Simple Diversification Rate Estimation

Comparing different constant-rate models of lineage diversification

Sebastian Höhna and Tracy Heath

Last modified on December 13, 2018

Estimating Constant Speciation & Extinction Rates


This tutorial describes how to specify basic branching-process models in RevBayes; two variants of the constant-rate birth-death process (Yule 1925; Kendall 1948; Thompson 1975; Nee et al. 1994; Rannala and Yang 1996; Yang and Rannala 1997; Höhna 2015). The probabilistic graphical model is given for each component of this tutorial. After each model is specified, you will estimate speciation and extinction rates using Markov chain Monte Carlo (MCMC). Finally, you will estimate the marginal likelihood of the model and evaluate the relative support using Bayes factors.

You should read first the Introduction to Diversification Rate Estimation tutorial, which explains the theory and gives some general overview of diversification rate estimation.

Pure-Birth (Yule) Model


Before evaluating the relative support for different models, we must first specify them in Rev. In this section, we will walk through specifying a pure-birth process model and estimating the marginal likelihood. The section about the birth-death process will be less detailed because it will build up on this section.

The simplest branching model is the pure-birth process described by Yule (1925). Under this model, we assume at any instant in time, every lineage has the same speciation rate, $\lambda$. In its simplest form, the speciation rate remains constant over time. As a result, the waiting time between speciation events is exponential, where the rate of the exponential distribution is the product of the number of extant lineages ($n$) at that time and the speciation rate: $n\lambda$ (Yule 1925; Aldous 2001; Höhna 2014). The pure-birth branching model does not allow for lineage extinction (i.e., the extinction rate $\mu=0$). However, the model depends on a second parameter, $\rho$, which is the probability of sampling a species in the present time. It also depends on the time of the start of the process, whether that is the origin time or root age. Therefore, the probabilistic graphical model of the pure-birth process is quite simple, where the observed time tree topology and node ages are conditional on the speciation rate, sampling probability, and root age ().

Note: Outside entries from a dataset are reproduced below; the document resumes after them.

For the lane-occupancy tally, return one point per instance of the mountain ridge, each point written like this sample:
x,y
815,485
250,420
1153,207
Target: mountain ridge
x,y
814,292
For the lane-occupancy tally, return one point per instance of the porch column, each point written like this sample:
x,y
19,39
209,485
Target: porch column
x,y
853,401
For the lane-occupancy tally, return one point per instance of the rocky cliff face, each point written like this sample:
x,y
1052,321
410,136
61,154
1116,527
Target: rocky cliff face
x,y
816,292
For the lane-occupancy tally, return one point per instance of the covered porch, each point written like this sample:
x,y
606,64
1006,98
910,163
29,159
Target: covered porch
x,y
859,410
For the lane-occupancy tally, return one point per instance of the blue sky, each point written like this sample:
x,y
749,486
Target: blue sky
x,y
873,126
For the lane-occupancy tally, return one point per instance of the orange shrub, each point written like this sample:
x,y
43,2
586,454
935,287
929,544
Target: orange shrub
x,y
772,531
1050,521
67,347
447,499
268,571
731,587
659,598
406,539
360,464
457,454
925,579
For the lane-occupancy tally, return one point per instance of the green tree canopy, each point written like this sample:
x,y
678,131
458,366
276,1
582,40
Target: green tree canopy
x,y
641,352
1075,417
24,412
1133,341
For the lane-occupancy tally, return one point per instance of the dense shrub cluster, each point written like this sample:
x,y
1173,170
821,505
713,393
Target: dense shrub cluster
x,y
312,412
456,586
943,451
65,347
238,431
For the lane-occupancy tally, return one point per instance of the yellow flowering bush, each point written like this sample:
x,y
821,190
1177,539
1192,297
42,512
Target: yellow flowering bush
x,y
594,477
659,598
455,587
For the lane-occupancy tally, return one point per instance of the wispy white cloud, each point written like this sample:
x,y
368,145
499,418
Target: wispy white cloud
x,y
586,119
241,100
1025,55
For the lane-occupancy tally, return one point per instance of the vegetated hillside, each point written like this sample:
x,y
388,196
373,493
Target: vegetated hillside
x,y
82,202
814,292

The graphical model representation of the pure-birth (Yule) process. For more information about graphical model representations see Höhna et al. (2014).

We can add hierarchical structure to this model and account for uncertainty in the value of the speciation rate by placing a hyperprior on $\lambda$ (). The graphical models in and demonstrate the simplicity of the Yule model. Ultimately, the pure birth model is just a special case of the birth-death process, where the extinction rate (typically denoted $\mu$) is a constant node with the value 0.

The graphical model representation of the pure-birth (Yule) process, where the speciation rate is treated as a random variable drawn from a lognormal distribution.

For this exercise, we will specify a Yule model, such that the speciation rate is a stochastic node, drawn from a lognormal distribution as in . In a Bayesian framework, we are interested in estimating the posterior probability of $\lambda$ given that we observe a time tree.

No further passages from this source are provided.